The urgency in her voice made my feet shuffle forward. We lifted and dragged, but it was no use. He was too heavy for us. Grandma retrieved the toboggan that was leaning against the garage, and once he was on that, we were able to slide him to the shed. I tried not to look at his face, his jaw hanging slack, or his eyes that didn’t blink when the snow fell on them.

Grandma opened the shed door and we pushed the toboggan in and over, dumping him on his side. Then she closed the door. The snow had covered the blood over, so Grandma picked up the gun and we went inside.

She warmed some milk for us and I stood by the old stove. My skin prickled while it warmed through my wet nightgown. Grandma took some brandy from the cupboard and poured a liberal amount into her empty cup. It sloshed over the sides, and she lowered the shaking bottle to the counter and took a deep breath.

Looking at me sideways she said, “I suppose you could use this too.”

I choked as it burned a pathway down my throat.

By the time the milk was ready, I was damp but warm, and a touch drunk.
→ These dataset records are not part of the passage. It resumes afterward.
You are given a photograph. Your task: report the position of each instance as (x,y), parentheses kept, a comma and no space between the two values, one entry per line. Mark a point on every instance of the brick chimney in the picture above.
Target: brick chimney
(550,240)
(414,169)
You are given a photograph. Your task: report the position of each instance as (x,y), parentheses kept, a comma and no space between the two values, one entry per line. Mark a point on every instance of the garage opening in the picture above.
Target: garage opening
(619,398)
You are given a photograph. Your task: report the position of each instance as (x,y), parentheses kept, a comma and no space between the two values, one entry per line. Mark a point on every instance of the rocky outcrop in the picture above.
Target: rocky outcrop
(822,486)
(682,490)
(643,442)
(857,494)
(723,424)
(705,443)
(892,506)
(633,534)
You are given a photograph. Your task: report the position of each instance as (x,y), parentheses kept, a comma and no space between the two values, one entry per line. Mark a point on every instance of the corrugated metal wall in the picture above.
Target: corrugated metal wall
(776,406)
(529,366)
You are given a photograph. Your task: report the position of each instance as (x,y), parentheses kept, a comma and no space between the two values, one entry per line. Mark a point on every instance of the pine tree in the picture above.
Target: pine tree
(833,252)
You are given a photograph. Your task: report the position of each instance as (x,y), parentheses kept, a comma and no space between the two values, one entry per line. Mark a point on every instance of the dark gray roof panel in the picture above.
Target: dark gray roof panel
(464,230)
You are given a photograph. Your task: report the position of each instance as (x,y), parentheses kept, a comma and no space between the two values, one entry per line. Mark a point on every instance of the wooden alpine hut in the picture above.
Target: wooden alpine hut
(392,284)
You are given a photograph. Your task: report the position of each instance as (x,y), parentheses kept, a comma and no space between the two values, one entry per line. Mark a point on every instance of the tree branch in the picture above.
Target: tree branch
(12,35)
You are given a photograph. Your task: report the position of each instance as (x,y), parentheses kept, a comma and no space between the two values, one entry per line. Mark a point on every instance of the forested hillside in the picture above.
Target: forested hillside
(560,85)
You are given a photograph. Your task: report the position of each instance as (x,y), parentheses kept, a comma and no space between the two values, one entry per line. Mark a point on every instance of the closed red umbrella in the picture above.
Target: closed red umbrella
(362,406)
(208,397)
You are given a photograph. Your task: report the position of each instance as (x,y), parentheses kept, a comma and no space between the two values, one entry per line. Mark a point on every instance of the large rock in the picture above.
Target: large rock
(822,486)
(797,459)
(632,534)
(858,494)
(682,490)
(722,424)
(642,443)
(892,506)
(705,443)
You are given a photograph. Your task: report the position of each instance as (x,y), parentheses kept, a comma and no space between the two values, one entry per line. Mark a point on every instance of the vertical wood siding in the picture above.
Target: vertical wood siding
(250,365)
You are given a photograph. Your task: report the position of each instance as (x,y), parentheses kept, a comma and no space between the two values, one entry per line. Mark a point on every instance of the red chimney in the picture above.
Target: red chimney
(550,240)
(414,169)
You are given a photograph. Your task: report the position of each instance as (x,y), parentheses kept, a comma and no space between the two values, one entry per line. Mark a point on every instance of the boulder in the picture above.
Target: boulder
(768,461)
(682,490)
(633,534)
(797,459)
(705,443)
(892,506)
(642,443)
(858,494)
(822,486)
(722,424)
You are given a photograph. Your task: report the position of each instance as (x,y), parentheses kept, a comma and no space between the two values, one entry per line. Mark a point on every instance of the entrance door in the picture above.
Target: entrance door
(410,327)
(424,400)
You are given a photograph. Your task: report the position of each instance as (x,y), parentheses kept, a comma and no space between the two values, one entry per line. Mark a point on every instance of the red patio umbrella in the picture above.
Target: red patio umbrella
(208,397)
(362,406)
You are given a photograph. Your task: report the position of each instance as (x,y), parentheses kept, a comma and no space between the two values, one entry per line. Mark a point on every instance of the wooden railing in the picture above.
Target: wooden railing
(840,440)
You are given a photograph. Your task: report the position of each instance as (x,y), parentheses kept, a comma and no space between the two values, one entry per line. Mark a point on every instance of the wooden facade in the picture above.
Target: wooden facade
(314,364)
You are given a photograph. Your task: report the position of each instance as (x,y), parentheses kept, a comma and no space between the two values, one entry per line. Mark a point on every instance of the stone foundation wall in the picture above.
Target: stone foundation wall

My brain had started to thaw from the cold and shock, and tears, or maybe melting icicles, clung to my eyelashes. There was a dead man in the shed. Grandma had shot him. I’d touched his lifeless body. I looked up at her, desperate for this to all be a mistake. The skin on her face was red and chapped, and for the first time she looked frail to me.

“Now I don’t want you to think about what happened out there. I wish you hadn’t come out, but thank God you did, or we’d all be in a real pickle.” Her voice shook as she said, “Now up to bed.”

I drank the rest of my milk too fast, and hiccupped loudly. With Grandma behind me, I climbed up the narrow stairs and crawled into bed. Tessa smiled in her sleep, and I felt hollow and empty beside her.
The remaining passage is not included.